GIREMI
GIREMI identifies adenosine-to-inosine (A-to-I) RNA editing sites from single RNA-seq datasets without requiring matched genomic DNA.
Key Features:
- Genome-independent: Detects RNA editing without requiring genome sequence data, enabling analysis in samples or species lacking matched genomic DNA.
- Single RNA-seq dataset support: Predicts editing sites using only a single RNA-seq dataset and can operate with modest sequencing depth.
- Mutual information-based prediction: Employs mutual information as the core computational strategy to distinguish A-to-I editing events from sequencing-derived variation.
- Accuracy and sensitivity: Mutual information analysis improves the accuracy and sensitivity of A-to-I site identification from RNA-seq data.
Scientific Applications:
- Tissue-specific profiling: Identifies tissue-specific patterns of A-to-I RNA editing across RNA-seq datasets.
- Population and evolutionary analysis: Facilitates study of RNA editing patterns within human populations and evolutionary comparisons.

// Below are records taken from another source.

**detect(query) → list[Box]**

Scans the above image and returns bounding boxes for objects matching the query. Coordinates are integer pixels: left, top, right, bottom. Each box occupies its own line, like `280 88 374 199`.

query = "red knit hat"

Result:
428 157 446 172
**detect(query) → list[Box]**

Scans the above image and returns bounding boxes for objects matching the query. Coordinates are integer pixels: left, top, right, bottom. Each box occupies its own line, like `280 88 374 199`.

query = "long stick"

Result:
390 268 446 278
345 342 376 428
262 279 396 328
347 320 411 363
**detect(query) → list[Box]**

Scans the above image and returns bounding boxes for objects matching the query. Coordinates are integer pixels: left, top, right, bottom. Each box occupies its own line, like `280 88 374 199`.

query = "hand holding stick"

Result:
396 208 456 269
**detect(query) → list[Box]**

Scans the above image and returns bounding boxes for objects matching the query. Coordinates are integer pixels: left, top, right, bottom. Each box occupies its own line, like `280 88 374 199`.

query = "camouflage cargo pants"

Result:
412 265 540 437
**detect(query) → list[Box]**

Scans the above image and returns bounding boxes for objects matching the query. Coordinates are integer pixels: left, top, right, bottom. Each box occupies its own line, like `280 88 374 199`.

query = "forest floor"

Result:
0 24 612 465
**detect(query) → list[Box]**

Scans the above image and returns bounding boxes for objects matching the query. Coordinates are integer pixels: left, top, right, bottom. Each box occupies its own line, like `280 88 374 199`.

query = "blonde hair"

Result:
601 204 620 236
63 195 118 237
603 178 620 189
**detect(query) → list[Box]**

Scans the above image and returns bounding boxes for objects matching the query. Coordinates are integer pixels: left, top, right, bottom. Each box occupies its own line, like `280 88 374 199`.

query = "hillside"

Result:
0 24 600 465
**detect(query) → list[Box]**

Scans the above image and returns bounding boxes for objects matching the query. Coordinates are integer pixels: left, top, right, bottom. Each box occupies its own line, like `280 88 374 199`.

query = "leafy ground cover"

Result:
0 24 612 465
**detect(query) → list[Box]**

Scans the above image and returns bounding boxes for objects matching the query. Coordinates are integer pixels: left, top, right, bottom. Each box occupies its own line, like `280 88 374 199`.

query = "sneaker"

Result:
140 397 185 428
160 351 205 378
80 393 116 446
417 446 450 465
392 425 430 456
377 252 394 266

- Disease and development research: Enables investigation of potential implications of A-to-I editing for disease mechanisms and developmental processes.
Methodology:
GIREMI applies mutual information analysis to single RNA-seq data to predict A-to-I RNA editing sites without using matched genomic sequences.
Topics
Details
- Tool Type:
- command-line tool
- Operating Systems:
- Linux
- Programming Languages:
- R, Perl, C
- Added:
- 8/3/2017
- Last Updated:
- 11/25/2024
Operations
Data Inputs & Outputs
Sequence editing
Publications
Zhang Q, Xiao X. Genome sequence–independent identification of RNA editing sites. Nature Methods. 2015;12(4):347-350. doi:10.1038/nmeth.3314. PMID:25730491. PMCID:PMC4382388.